William Oliveira Publicado em 17/09/2025, às 13h30
O assassinato do ex-delegado Ruy Ferraz Fontes, ocorrido na noite de segunda-feira (15) em Praia Grande, reacendeu discussões sobre sua destacada atuação no combate ao crime organizado e seu papel na captura de Marcos Willians Herbas Camacho, conhecido como Marcola. A operação policial está detalhada na obra "Laços de Sangue – a História Secreta do PCC", escrita pelo procurador de Justiça do Ministério Público de São Paulo, Márcio Sérgio Christino, que trabalhou com Ferraz nos anos 2000.
No livro, Christino revisita a época em que Marcola era fugitivo e procurado pela polícia por sua ligação com diversos assaltos a bancos. Conhecido pelo apelido de “Playboy”, devido ao gosto por roupas caras e carros luxuosos, Marcola ostentava seu estilo de vida publicamente.
Entre os crimes mais audaciosos atribuídos a ele está o assalto à Transprev, empresa de transporte de valores, em 1998. O golpe contou com planejamento detalhado, divisão clara de funções e monitoramento prévio dos funcionários, incluindo o sequestro de familiares como forma de pressão. A quadrilha chegou a alugar um apartamento próximo à residência do coordenador de segurança da empresa para usar como cativeiro.

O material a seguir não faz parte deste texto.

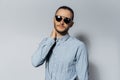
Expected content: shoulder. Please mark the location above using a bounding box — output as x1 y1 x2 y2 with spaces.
68 36 85 47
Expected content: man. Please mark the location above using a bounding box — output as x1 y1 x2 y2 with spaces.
32 6 88 80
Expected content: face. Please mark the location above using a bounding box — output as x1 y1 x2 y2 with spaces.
54 9 73 34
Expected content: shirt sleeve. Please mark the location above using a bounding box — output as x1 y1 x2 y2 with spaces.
31 37 55 67
76 44 88 80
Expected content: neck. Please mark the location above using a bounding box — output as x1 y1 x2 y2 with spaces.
57 32 68 38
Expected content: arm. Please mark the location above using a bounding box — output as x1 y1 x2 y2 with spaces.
32 29 56 67
76 44 88 80
32 38 55 67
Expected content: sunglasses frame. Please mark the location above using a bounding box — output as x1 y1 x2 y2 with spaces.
55 15 72 24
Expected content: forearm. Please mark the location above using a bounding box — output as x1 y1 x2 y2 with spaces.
32 38 55 67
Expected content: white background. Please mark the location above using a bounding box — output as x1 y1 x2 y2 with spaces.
0 0 120 80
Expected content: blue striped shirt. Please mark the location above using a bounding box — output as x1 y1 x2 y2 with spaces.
32 34 88 80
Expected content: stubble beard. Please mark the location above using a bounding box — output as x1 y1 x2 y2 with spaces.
54 25 68 35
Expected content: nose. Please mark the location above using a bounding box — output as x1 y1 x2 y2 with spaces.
60 19 64 25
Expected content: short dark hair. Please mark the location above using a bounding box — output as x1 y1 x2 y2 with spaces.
55 6 74 20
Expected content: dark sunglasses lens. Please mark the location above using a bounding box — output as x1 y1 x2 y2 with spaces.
64 18 71 24
55 16 62 22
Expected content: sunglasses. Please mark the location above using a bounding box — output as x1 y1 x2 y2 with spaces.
55 15 72 24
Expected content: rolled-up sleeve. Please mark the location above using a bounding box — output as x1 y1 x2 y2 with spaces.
76 44 88 80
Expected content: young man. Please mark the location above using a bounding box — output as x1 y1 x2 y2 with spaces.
32 6 88 80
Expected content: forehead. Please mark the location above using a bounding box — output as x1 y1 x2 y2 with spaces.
56 9 72 18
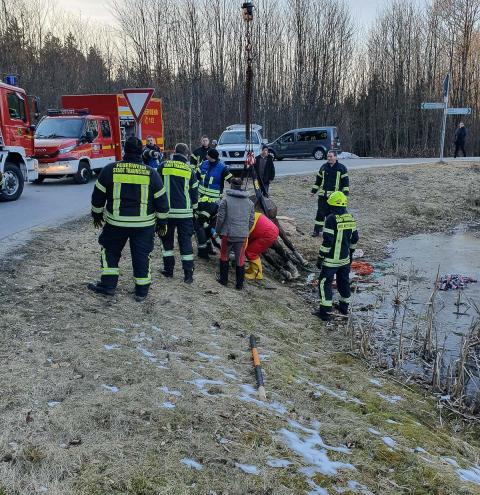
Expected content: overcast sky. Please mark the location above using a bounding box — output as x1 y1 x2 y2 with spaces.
57 0 389 25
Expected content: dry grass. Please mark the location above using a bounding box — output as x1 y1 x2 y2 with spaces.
0 162 480 495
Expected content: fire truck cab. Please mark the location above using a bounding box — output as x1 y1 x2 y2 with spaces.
0 76 38 201
35 95 163 184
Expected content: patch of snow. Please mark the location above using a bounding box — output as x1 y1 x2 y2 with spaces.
238 383 287 414
337 151 360 160
382 437 397 449
279 420 355 478
187 378 225 390
131 332 153 342
220 370 238 381
457 465 480 485
180 457 203 471
334 480 374 495
197 352 221 363
235 462 260 475
267 457 292 468
102 384 120 394
377 392 403 404
415 447 428 454
103 344 121 351
309 382 364 405
160 387 182 397
440 457 460 467
137 346 155 358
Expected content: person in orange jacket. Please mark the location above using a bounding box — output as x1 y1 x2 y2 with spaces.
245 212 279 280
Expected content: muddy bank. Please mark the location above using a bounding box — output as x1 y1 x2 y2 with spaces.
0 164 480 495
271 161 480 260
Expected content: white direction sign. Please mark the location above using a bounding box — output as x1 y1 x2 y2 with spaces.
420 102 445 110
123 88 154 122
447 108 472 115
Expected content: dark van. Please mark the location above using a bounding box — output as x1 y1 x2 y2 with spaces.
268 126 340 160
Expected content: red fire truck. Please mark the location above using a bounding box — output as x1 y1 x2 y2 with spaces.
0 76 38 201
35 94 164 184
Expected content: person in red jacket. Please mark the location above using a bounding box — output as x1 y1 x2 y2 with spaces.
245 212 279 280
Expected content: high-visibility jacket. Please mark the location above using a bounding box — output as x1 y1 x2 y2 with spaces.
158 155 198 218
190 146 210 172
198 160 232 203
92 156 168 227
312 162 350 198
319 208 359 268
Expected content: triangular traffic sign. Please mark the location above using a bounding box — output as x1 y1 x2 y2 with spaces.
122 88 155 122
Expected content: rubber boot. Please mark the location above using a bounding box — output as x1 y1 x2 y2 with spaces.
198 247 210 261
162 256 175 278
338 301 348 315
207 241 217 255
183 270 193 284
312 306 331 321
87 282 115 296
235 266 245 290
217 261 228 285
245 258 263 280
134 284 150 302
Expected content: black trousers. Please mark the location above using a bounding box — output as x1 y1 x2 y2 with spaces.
314 196 330 232
98 223 155 295
195 203 218 254
162 218 193 273
453 143 467 158
318 265 352 311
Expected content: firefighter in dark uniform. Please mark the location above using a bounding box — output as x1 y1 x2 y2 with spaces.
314 191 358 321
158 143 198 284
195 149 232 260
88 137 168 301
310 150 350 237
190 136 210 173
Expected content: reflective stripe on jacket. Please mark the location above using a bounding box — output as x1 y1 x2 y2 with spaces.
319 212 359 267
158 155 198 218
92 157 168 227
312 162 350 198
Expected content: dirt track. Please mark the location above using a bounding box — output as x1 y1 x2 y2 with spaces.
0 161 480 495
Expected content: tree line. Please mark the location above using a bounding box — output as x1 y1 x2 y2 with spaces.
0 0 480 156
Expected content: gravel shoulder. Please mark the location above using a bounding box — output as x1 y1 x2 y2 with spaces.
0 164 480 495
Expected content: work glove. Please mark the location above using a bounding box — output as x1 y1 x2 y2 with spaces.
316 256 323 270
155 223 168 237
92 213 103 229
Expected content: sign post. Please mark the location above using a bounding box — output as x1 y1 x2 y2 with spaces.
440 74 450 163
122 88 155 140
420 74 472 163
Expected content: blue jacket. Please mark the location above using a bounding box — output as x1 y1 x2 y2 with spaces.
198 160 232 203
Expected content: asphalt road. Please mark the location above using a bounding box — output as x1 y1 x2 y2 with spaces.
0 158 480 245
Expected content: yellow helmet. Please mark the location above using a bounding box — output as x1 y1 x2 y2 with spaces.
327 191 348 206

No dia do assalto, os criminosos conseguiram fugir com cerca de R$ 15 milhões sem disparar um tiro. No entanto, a investigação conduzida por Ferraz e pelo delegado Alberto Pereira Matheus trouxe uma pista crucial: um recibo de conserto de óculos encontrado no lixo do apartamento da quadrilha, que permitiu rastrear Marcola através de um equipamento de comunicação chamado Bipe.
Após o roubo, Marcola se refugiou no Nordeste e depois no Paraguai. Interceptações telefônicas e análise de seus hábitos ostentatórios ajudaram a polícia a localizá-lo. Um ano depois, ele foi abordado em São Paulo ao utilizar um Chrysler Stratus e, inicialmente, apresentou documentos falsos antes de confessar sua identidade. Desde então, permanece detido.

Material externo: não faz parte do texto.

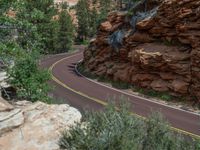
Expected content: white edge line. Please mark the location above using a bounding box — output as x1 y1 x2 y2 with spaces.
75 59 200 117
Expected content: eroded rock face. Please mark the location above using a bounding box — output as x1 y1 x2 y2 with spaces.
84 0 200 101
0 100 81 150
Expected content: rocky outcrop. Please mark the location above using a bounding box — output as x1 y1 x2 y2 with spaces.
0 99 81 150
84 0 200 101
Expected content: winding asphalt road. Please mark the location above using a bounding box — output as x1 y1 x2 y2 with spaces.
41 48 200 138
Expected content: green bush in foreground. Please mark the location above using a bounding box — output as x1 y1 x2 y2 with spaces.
59 102 200 150
8 50 50 102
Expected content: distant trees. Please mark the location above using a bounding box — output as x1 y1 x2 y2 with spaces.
76 0 91 41
0 0 74 102
57 3 75 53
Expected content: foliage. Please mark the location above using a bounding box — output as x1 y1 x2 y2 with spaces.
76 0 90 41
8 49 50 102
16 0 57 53
59 102 200 150
57 3 75 53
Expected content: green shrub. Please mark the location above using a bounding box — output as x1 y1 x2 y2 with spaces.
8 51 50 102
59 101 200 150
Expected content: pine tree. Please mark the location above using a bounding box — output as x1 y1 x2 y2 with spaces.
57 3 74 53
76 0 90 41
16 0 58 53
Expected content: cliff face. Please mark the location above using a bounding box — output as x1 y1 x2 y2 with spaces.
84 0 200 100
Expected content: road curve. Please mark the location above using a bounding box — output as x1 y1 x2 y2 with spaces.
41 51 200 138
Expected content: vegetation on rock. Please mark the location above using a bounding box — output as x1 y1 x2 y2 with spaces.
59 104 200 150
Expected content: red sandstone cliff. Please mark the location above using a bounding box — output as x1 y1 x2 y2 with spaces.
84 0 200 101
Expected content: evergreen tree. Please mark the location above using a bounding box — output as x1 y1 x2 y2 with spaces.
58 3 74 52
76 0 90 41
16 0 58 53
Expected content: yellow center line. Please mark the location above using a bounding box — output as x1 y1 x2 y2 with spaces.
49 53 200 139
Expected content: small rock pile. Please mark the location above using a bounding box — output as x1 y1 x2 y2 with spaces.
84 0 200 101
0 98 81 150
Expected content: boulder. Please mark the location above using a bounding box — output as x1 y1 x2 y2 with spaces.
172 79 189 94
84 0 200 102
151 79 169 92
0 101 81 150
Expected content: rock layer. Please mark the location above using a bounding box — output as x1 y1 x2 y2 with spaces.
0 100 81 150
84 0 200 101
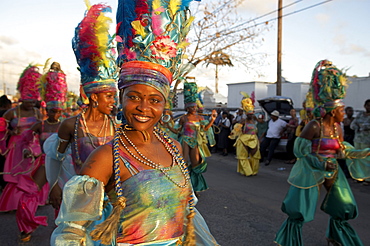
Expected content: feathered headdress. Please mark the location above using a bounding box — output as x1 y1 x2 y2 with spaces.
72 1 118 104
116 0 198 97
306 60 348 117
40 59 67 109
17 64 41 101
240 91 255 114
184 81 199 108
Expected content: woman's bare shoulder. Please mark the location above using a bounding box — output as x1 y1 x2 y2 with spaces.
80 144 113 185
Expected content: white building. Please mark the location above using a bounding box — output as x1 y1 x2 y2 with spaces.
227 75 370 110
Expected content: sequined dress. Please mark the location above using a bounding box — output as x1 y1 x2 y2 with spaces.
234 123 261 176
180 120 215 192
275 125 370 246
0 115 48 211
51 141 218 246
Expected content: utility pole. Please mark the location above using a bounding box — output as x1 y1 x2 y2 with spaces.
276 0 283 96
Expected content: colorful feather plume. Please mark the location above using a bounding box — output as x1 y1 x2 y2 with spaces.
72 4 112 82
116 0 199 80
17 64 41 100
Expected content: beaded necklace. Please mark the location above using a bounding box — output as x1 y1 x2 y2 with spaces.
81 112 108 149
119 128 190 188
113 127 195 221
119 131 175 171
73 112 115 166
316 118 345 161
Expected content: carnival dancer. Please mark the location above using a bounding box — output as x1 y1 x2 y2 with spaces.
229 92 261 176
51 0 217 246
275 60 370 246
44 3 118 235
9 61 67 242
177 82 217 192
0 65 43 211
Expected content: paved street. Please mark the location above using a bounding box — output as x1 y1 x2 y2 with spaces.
0 154 370 246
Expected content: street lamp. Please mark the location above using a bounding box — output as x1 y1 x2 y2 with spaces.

Entretanto, a prisão não impediu a ascensão de Marcola no Primeiro Comando da Capital (PCC). Inicialmente relutante em se juntar à Casa de Custódia de Taubaté (CCT), onde a facção foi fundada em 1993, ele logo percebeu as vantagens da organização e integrou-se ao grupo. Nos anos seguintes, consolidou-se como um dos líderes mais influentes da facção.
Após se aposentar da Polícia Civil, Ruy Ferraz atuava como secretário de administração de Praia Grande e já havia sobrevivido a tentativas de assassinato devido às suas investigações rigorosas contra organizações criminosas. Ruy foi enterrado na tarde desta terça-feira (16).